权季青还想再说什么,权夫人望着他只是摇头,他便又闭了嘴。良国公喝道,“云管事,把他押到西三院去,门上挂锁,明日便打发人,送他上路吧!”

云管事自然尊奉如仪,道了声,“四少爷,请。”便把权季青扶了起来,在铁链叮当声中,走向了屋门。

行到门口时,权季青忽然止了步,他挣扎着扭过头来,他未看向任何人,只瞅着权夫人的方向,神色复杂,轻轻地喊了一声‘娘’,似乎还要再说什么,被云管事一拽,这话也就断在了口中,未能说完。

权夫人就是城府功夫再深,至此也要崩落,她摇了摇头,一手捣着胸,热泪滚滚地流了下来。众人面面相觑,竟无一人上前安慰,权仲白和蕙娘是没这个立场,良国公和太夫人,却不知为何,究竟也未开口。

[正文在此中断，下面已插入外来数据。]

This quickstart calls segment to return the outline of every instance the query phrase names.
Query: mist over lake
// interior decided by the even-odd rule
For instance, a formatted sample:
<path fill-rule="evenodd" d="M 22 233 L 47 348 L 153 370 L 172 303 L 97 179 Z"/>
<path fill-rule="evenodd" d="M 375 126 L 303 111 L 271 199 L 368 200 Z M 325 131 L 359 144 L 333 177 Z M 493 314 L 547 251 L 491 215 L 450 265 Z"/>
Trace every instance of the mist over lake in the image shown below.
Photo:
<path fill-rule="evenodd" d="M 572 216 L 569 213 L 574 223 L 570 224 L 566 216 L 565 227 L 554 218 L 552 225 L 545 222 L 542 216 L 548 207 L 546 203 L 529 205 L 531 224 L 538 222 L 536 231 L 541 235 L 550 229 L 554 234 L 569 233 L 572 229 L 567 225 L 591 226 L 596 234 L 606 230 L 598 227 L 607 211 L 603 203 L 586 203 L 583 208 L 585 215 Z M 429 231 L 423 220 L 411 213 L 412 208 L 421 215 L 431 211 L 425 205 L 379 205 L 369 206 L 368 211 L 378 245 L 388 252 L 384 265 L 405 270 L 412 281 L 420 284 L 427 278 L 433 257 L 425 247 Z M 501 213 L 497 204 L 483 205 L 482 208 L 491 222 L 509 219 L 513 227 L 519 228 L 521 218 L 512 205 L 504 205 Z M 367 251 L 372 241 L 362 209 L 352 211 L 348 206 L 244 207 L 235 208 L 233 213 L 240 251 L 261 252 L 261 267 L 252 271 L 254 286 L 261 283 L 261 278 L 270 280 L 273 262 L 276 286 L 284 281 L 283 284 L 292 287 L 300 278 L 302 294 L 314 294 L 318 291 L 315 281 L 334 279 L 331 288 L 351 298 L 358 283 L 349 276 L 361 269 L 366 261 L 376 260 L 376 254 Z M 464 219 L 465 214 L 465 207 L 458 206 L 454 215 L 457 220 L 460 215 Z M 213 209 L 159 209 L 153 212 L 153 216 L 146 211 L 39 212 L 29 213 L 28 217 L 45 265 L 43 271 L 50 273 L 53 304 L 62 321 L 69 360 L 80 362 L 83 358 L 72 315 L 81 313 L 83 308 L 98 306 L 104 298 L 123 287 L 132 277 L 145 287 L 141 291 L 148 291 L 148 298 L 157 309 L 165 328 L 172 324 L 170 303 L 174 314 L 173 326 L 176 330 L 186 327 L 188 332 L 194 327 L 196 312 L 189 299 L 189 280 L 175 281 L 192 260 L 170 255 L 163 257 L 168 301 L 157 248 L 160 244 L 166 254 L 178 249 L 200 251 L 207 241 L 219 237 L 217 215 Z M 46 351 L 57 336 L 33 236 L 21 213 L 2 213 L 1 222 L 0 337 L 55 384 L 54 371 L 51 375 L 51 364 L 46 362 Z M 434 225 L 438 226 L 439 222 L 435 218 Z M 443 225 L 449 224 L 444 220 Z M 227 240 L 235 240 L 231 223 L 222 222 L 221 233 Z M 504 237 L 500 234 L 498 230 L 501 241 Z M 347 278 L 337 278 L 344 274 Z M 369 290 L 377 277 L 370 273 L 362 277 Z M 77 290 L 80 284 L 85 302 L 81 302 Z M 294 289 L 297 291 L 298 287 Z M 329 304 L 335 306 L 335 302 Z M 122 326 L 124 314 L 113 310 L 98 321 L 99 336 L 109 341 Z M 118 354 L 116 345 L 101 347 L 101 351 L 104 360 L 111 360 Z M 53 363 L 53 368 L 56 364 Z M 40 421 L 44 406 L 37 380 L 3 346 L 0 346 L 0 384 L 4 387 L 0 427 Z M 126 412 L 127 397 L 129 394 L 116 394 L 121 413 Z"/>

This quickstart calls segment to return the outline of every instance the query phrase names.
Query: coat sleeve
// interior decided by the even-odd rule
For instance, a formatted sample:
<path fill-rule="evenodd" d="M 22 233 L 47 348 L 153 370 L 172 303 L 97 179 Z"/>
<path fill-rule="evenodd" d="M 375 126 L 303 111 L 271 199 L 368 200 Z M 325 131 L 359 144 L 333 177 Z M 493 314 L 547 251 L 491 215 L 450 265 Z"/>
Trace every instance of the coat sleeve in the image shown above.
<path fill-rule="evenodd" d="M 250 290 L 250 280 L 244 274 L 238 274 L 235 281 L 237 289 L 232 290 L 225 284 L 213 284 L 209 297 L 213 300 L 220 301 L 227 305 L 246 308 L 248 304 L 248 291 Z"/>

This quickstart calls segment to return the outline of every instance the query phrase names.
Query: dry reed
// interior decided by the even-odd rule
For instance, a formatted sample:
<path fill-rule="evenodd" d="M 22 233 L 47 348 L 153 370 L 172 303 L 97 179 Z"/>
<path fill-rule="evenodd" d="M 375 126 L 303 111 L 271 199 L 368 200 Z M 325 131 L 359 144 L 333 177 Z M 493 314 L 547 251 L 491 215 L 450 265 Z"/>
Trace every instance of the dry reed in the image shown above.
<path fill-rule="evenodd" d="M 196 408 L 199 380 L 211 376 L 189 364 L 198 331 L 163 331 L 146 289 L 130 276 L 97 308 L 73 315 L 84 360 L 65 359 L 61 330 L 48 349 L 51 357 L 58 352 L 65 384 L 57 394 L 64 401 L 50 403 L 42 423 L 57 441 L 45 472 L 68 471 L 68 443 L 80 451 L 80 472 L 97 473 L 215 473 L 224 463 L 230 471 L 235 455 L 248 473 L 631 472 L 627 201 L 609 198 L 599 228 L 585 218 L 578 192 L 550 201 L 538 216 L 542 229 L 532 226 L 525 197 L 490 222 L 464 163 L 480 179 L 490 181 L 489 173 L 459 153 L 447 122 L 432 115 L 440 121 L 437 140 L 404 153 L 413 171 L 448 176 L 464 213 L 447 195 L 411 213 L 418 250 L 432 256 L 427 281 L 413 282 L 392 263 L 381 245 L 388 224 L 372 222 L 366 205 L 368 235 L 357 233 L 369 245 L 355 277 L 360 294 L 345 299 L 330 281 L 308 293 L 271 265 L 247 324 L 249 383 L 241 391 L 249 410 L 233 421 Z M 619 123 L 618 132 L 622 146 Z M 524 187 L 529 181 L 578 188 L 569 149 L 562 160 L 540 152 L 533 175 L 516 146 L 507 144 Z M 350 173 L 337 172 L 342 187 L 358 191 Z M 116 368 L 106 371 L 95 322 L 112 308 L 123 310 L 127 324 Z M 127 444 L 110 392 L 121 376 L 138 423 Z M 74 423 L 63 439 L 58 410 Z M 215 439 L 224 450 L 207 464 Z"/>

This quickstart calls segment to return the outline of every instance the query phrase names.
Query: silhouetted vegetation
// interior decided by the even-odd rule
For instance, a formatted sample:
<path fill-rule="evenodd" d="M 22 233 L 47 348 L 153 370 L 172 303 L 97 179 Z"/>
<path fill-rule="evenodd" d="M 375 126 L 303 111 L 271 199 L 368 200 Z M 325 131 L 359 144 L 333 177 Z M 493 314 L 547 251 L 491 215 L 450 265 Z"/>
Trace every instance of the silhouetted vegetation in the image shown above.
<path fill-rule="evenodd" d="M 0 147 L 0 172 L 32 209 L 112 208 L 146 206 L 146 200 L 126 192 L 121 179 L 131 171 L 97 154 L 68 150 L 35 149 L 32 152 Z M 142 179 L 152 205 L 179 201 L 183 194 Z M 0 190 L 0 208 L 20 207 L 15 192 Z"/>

到了最后,还是权仲白上去劝,“心里难过,哭出来就好了。赶紧的,躺一躺……”

亲自处置了亲生骨肉,任谁心里都不会有滋有味,就是矫饰太平,也不是现在的当口,权仲白留下来安慰权夫人,蕙娘等人,便各自散去了。她亦有些心事要盘算——斩草除根,权季青这样的隐患不除,她心底终究是不能完全安稳,可要是背着权仲白,把权季青给干掉了,权仲白会是什么反应,还真不好说……

这一题该怎么去解,蕙娘也没有头绪,她又惦念着两个儿子,即使权仲白回来了,两人也没多少话说,更无多少喜悦。洗漱上了床,她在床上翻来覆去的,想的都是这两件事儿,本来沾枕就着的人,今日过了一个鼓点,都还没有合眼。

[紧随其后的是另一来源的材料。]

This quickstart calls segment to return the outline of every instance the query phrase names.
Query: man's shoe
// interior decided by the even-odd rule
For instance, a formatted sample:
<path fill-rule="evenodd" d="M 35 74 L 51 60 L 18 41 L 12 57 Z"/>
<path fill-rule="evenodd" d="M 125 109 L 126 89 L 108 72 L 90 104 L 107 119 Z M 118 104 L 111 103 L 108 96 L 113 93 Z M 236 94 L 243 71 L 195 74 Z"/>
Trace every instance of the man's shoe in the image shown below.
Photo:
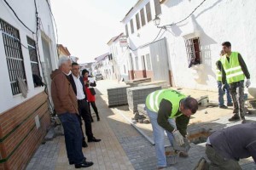
<path fill-rule="evenodd" d="M 206 164 L 207 164 L 206 159 L 204 157 L 201 157 L 193 170 L 203 170 Z"/>
<path fill-rule="evenodd" d="M 226 105 L 220 105 L 218 106 L 220 109 L 228 109 L 228 107 Z"/>
<path fill-rule="evenodd" d="M 96 139 L 92 137 L 92 139 L 88 139 L 88 142 L 100 142 L 102 139 Z"/>
<path fill-rule="evenodd" d="M 187 152 L 183 152 L 183 151 L 181 151 L 179 153 L 179 156 L 180 157 L 188 157 L 189 156 L 189 154 Z"/>
<path fill-rule="evenodd" d="M 234 115 L 231 118 L 229 119 L 230 122 L 235 122 L 235 121 L 239 121 L 240 118 L 238 116 Z"/>
<path fill-rule="evenodd" d="M 83 146 L 83 148 L 87 148 L 87 147 L 88 147 L 88 144 L 87 144 L 87 143 L 85 142 L 85 140 L 83 140 L 83 142 L 82 142 L 82 146 Z"/>
<path fill-rule="evenodd" d="M 85 162 L 86 161 L 86 157 L 84 157 L 84 161 Z M 74 164 L 74 162 L 69 162 L 69 165 L 73 165 Z"/>
<path fill-rule="evenodd" d="M 83 161 L 81 163 L 75 164 L 75 168 L 89 167 L 93 165 L 92 162 Z"/>

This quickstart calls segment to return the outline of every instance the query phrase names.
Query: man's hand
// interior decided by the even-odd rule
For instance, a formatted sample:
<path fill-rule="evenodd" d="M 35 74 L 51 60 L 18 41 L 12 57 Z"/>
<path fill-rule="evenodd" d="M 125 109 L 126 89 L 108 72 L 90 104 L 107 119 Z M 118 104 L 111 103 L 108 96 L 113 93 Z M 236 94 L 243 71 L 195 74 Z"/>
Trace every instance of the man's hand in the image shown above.
<path fill-rule="evenodd" d="M 247 79 L 246 82 L 246 87 L 249 88 L 250 85 L 251 85 L 251 81 L 250 81 L 250 79 Z"/>
<path fill-rule="evenodd" d="M 174 136 L 175 142 L 179 145 L 183 145 L 184 144 L 184 139 L 183 135 L 180 133 L 178 130 L 176 130 L 172 133 Z"/>

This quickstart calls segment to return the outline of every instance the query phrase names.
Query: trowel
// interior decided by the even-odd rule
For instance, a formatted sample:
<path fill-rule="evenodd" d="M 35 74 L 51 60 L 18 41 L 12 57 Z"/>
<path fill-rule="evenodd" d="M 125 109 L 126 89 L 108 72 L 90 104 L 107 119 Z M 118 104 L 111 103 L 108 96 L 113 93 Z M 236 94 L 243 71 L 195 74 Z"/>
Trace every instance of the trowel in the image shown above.
<path fill-rule="evenodd" d="M 189 150 L 190 149 L 190 144 L 189 141 L 188 139 L 183 138 L 184 139 L 184 144 L 179 146 L 175 140 L 172 141 L 173 144 L 173 150 L 178 150 L 178 151 L 183 151 L 183 152 L 188 152 Z"/>

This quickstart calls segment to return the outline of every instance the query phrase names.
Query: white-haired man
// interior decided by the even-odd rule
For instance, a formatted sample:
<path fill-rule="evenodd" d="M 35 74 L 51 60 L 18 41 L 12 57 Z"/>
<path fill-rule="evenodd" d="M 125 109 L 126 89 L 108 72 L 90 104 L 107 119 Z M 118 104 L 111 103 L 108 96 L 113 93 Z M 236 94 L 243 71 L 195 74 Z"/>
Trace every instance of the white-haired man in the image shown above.
<path fill-rule="evenodd" d="M 71 73 L 72 61 L 68 57 L 59 60 L 59 69 L 52 71 L 50 77 L 51 96 L 55 110 L 64 128 L 65 143 L 69 164 L 76 168 L 93 165 L 86 162 L 82 152 L 82 132 L 79 121 L 78 101 L 70 84 L 68 75 Z"/>

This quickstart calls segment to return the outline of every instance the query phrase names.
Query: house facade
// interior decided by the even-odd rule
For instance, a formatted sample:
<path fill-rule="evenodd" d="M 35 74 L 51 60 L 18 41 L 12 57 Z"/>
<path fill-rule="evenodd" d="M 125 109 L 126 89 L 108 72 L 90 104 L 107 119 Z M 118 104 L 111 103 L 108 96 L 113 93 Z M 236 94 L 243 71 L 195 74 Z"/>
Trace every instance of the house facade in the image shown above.
<path fill-rule="evenodd" d="M 255 7 L 253 0 L 138 0 L 122 20 L 131 49 L 129 71 L 171 86 L 216 91 L 215 63 L 221 43 L 229 41 L 256 84 Z"/>
<path fill-rule="evenodd" d="M 112 37 L 107 43 L 109 47 L 110 62 L 113 65 L 113 73 L 118 80 L 129 80 L 129 56 L 130 50 L 120 40 L 125 37 L 124 33 Z M 126 37 L 125 37 L 126 39 Z M 130 69 L 131 70 L 131 69 Z"/>
<path fill-rule="evenodd" d="M 51 17 L 49 1 L 0 2 L 0 169 L 24 169 L 49 126 Z"/>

权仲白也显然没有入睡,他虽然安安稳稳地卧在那里,但气息不定,不知自己正想些什么。过了一会,又问蕙娘,“你还没睡?”

“我睡不着……”蕙娘叹了口气,随口就是一件心事。“我觉得,这件事现在似乎是清楚了,又似乎还不清楚……迷雾重重,那种迷惑感,半点都没有减少,不知为何,反而还逐渐增多。”

“我早都习惯了。”权仲白说。“从小到大,我就一直活在这样的氛围里,这个家里的人,好像面上是一套,背地里又是一套。神神秘秘的,总是这么压抑。这感觉难以描述,好像每个人都有自己的打算,又好像——”

他怕也说不清楚,因此只是点了这么一句,觉得蕙娘会了意,便叹了口气,“还以为终有一天,能独立出去,过些清爽的日子。没想到,究竟还是逃不脱他的掌握,他要我当世子,我挣扎了这么久,还不是终究得当。”

任人摆布的感觉,不可能会好。蕙娘也明白那种察觉自己被算计、被利用后的反感,她对良国公,何尝又有什么好印象?只是那毕竟是她的公公,权仲白说得,她是说不得的。

正要附和权仲白几句时,远远地又听到了一些响动,仿佛是有人正在叩门。蕙娘和权仲白对视了一眼,一个坐起身来挑亮了油灯,一个就下床披衣——这几天实在是太跌宕起伏,两夫妻的神经,到现在都还是绷紧的,生怕一个不留神,权季青又给闹出了什么幺蛾子。

果然,未过多久,便有人来报信了,蕙娘一听,便不禁愕然道,“没了?怎么个没了?大活人还能没?他分明就是跑了吧?”

“传话的那位,说决不是跑了。”上夜的小丫头低眉顺眼地道,“锁和封条到现在都没开呢,说四少爷——他真就是没了!”